一段时间以来,我一直在寻找一种方法,以编程的方式确定

  1. ASCII
  2. ISO-8859-1
  3. CP1252
  4. MacRoman
  5. UTF-8

一个文件,我还没有找到一个程序或库,可以可靠地区分这三种不同的8位编码。单单 MacRoman 文件就有一千多个,所以不管我们用什么字符集检测器,都能找出来。我看过的东西都不管用。我对 ICU 字符集检测器库寄予厚望,但它无法应付 MacRoman。我还研究了在 Perl 和 Python 中执行相同任务的模块,但是一次又一次都是相同的情况: 不支持检测 MacRoman。

因此,我要寻找的是一个现有的库或程序,它可靠地确定一个文件在这五种编码中的哪一种ーー最好不止这一种。特别是它必须区分我引用的三种3位编码,尤其是 MacRoman。这些文件99% 以上都是英文文本,有一些是其他语言的,但不是很多。

如果是库代码,我们首选的语言是佩尔、 c、 Java 或 Python,并且按照这个顺序。如果它只是一个程序,那么我们并不真正关心它使用的是什么语言,只要它是完全源代码的,运行在 Unix 上,并且完全没有阻碍。

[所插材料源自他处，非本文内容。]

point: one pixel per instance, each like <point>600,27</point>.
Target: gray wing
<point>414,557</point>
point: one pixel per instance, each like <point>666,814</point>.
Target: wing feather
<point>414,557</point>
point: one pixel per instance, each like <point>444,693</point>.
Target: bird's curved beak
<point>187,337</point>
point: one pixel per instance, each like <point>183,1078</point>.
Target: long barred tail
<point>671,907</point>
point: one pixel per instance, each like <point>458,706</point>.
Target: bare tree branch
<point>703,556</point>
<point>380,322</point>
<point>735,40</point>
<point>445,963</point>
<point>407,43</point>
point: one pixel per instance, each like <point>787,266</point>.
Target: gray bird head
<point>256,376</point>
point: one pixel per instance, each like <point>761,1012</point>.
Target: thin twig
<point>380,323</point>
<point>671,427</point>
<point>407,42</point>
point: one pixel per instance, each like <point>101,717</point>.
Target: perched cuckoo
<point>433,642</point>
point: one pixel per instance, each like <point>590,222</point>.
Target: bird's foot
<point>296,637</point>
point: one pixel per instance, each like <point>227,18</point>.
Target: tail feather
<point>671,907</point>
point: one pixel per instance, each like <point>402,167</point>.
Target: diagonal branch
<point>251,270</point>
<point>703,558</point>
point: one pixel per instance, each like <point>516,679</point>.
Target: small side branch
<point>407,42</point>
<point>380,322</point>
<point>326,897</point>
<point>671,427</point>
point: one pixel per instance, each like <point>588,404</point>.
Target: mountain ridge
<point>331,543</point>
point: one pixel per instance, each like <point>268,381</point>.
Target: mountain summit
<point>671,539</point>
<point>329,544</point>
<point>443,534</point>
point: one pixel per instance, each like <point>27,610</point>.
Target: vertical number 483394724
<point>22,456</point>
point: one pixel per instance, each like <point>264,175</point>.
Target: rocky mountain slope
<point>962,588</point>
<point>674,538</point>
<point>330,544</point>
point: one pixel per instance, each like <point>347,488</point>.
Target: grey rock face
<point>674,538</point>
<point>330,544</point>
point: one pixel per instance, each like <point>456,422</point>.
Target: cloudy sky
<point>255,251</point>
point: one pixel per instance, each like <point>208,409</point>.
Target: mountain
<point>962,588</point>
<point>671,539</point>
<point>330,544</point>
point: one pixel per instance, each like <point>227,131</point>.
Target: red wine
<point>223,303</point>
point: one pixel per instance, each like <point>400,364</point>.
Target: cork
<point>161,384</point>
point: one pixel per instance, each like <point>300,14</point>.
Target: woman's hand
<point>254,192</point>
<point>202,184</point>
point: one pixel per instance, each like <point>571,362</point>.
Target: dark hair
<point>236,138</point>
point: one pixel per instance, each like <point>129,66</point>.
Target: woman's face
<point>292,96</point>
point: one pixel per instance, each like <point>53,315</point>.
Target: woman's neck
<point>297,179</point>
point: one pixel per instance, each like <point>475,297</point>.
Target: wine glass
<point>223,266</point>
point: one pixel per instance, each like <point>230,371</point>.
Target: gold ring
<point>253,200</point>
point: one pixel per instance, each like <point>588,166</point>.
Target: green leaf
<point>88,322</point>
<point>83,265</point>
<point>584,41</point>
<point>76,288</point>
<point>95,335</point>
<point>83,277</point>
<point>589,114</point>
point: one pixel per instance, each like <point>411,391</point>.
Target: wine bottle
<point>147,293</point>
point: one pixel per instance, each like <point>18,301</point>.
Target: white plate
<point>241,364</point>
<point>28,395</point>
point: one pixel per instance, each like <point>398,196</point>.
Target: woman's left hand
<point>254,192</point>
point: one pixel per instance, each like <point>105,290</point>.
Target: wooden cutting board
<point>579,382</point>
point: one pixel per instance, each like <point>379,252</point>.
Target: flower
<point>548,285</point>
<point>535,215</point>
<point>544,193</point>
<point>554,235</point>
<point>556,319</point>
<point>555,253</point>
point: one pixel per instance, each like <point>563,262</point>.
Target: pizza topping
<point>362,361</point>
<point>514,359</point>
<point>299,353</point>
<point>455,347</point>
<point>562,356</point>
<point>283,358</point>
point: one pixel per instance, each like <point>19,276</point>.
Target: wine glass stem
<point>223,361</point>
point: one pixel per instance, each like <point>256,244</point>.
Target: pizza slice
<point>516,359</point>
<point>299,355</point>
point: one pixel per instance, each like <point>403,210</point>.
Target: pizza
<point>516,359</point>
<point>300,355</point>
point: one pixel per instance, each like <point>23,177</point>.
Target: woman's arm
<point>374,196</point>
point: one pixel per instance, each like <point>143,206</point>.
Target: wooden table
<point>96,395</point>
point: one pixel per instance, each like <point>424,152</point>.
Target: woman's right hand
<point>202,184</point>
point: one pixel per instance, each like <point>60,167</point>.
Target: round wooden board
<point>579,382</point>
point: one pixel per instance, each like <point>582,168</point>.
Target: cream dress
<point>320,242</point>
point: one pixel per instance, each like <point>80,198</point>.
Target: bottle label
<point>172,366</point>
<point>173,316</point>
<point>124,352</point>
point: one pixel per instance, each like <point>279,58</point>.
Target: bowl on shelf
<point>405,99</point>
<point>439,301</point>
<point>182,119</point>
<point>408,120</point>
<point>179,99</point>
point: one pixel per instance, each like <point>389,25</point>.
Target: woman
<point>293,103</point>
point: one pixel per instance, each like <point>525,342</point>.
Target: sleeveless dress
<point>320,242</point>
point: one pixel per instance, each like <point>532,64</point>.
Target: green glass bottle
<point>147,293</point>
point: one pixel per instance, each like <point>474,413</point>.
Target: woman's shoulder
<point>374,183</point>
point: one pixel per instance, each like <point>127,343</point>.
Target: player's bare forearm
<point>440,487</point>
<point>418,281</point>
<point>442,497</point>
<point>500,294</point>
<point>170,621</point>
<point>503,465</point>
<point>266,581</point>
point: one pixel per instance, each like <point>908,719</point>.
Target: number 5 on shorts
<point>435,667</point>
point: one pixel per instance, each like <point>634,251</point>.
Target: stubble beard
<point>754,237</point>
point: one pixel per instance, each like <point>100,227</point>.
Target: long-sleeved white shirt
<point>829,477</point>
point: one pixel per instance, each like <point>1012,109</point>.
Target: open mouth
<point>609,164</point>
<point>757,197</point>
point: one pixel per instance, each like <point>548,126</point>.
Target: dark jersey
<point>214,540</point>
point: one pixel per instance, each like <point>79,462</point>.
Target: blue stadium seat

还有其他人遇到过无数随机编码的遗留文本文件的问题吗?如果是这样,你是如何尝试解决这个问题的,你有多成功?这是我的问题中最重要的一个方面,但我也很感兴趣的是,您是否认为鼓励程序员使用这些文件的实际编码来命名(或重命名)他们的文件将有助于我们在未来避免这个问题。有没有人曾经试图在制度的基础上执行这一点,如果有,那个是否成功,为什么?

是的,我完全理解,鉴于问题的性质,人们为什么不能保证给出一个明确的答案。对于小文件来说尤其如此,因为您没有足够的数据继续下去。幸运的是,我们的文件很少小。除了随机的 README文件,大多数都在50k 到250k 的大小范围内,而且许多更大。任何大于几千英镑的东西都保证是用英语写的。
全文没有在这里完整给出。